80,000 Hours: The Book – The Marginal REVOLUTION

Forty hours a week, fifty weeks a year, forty years: the work is 80,000 hours. Yet it is surprising how little serious thought goes into career decisions related to, say, choosing a loan. Indeed, you should probably tell the story of how a random event changed your life. One summer a circus came to town—and that’s why I became an economist! (True story!). Career advice, if any, often amounts to the phrase “follow your passions!” Wow. If you ask people what they like, music, art and sports top the list but guess what? There are not enough jobs in those categories to go.
Benjamin Todd’s recently revised book, 80,000 Hours is a unique examination of the number-crunching profession. The book is designed along the lines of Effective Altruism and has a positive public policy function. Epidemic diseases, for example,
The world has many cults, despots and would-be school shooters who may decide they want to bring everyone down too…. The world [c]It could be one lab leak away from disaster.
Given what we know about the speed and accessibility of bioengineering tools, the chance of an epidemic killing more than 100 million people within the next century seems high, clearly equal to or greater than the risk of a major nuclear war or climate change of more than six degrees. An engineered pandemic would also kill more than 90% of the population, suggesting that its scale is too large.
But the dangers of epidemics are, still, more neglected than any of these. Compared to $6bn–$10bn in humanitarian funding for climate change, and $1.6bn in total climate finance, pandemic prevention receives only $1bn in philanthropic funding, and total spending aimed at reducing the likelihood of a severe pandemic is likely to be less than $10bn.
See also my paper Pandemic Preparation Without Romance for how to do it.
The opening chapters introduce the framework of EA but most of the book is good advice, even selfishly—advice on building skills, networking and how to actually get a job. From what I have said so far, one might get the idea that the idea is to rationally choose your career at the age of 16 and improve your life accordingly. That’s not the case! Todd rightly divides the workflows into testing, building and deploying phases. Many people do not analyze well. It’s okay to jump around in jobs and places, especially when you’re young, as long as you’re building skills and not just accumulating CV material. There is evidence, for example, that the best work of scientists often follows periods of experimentation and exploitation.
I also appreciate that Todd specifically warns against the armchair theory. Pro-and-con lists, for example, are fine but less useful than getting out of the chair and actively exploring. Go talk to people, try something for a week, go somewhere. Look for cheap tests.

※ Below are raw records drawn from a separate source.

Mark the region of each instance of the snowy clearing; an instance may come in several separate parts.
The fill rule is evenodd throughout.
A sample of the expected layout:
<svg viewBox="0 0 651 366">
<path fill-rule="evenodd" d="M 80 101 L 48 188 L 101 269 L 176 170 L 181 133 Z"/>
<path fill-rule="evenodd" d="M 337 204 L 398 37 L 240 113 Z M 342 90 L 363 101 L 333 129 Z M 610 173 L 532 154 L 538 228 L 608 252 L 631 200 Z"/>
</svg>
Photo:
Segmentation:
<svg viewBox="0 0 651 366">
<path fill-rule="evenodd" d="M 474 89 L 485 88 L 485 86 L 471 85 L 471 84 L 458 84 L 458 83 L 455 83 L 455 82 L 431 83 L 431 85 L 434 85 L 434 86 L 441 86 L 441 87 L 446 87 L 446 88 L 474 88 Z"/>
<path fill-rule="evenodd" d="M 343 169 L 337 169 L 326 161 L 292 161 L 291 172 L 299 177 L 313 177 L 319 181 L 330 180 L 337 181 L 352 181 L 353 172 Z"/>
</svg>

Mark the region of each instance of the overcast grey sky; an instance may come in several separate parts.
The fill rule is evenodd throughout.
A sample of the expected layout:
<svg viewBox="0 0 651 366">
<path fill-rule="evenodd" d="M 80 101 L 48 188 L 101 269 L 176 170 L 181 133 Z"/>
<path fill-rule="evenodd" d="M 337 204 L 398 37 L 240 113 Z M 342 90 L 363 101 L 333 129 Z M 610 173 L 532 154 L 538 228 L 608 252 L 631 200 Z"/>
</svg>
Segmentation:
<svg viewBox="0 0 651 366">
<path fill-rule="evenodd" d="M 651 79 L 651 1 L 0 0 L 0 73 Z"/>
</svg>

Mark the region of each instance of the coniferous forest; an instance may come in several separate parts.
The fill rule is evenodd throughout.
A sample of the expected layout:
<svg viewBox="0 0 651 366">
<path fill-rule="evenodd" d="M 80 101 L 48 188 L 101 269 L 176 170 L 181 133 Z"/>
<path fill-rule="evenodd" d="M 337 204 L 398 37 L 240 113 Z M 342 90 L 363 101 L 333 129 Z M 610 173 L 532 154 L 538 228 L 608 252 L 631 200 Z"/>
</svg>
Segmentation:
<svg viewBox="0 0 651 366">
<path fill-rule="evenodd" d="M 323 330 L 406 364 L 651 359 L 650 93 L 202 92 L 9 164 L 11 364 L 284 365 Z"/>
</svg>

Start with the easiest. Most of the time we get people who want to, say, try economics, and apply for a master’s degree. That is a huge investment of time. Instead, think about how you can learn. This may mean first reading an economics book, or taking one course.
You can think about creating an evaluation ‘ladder’. Start with the cheapest ways to check your options, then after each step, check again. The ladder might look like this:
a. Read our fair job reviews, all our research on a specific topic, and talk to LLMs about what the jobs are like (two to five hours).
b. Talk to someone in the area (two hours).
c. Talk to a friend to get an outside perspective on what’s best (two hours).
d. Talk to three other people who work in the area and read a book or two (twenty hours).
e. Based on your findings, look for a suitable project that can take one to four work weeks – such as applying for a job, volunteering in a related role, or doing a side project locally – to see what it’s like and how you do it.
f. It is only then that you consider a commitment of two to twenty-four months – such as a work placement, apprenticeship or graduate study. Being offered a probationary position with an organization for a few months can be good because both you and the organization want to quickly assess your suitability.
80000 Hours is a Random Walk Down Wall Street career advice, one book that really matters.
Explore, develop rare and valuable skills, point them to a meaningful problem, and love will follow rather than lead. And for those who don’t want to read a book, talk to an 80,000 Hour consultant. A very cheap test.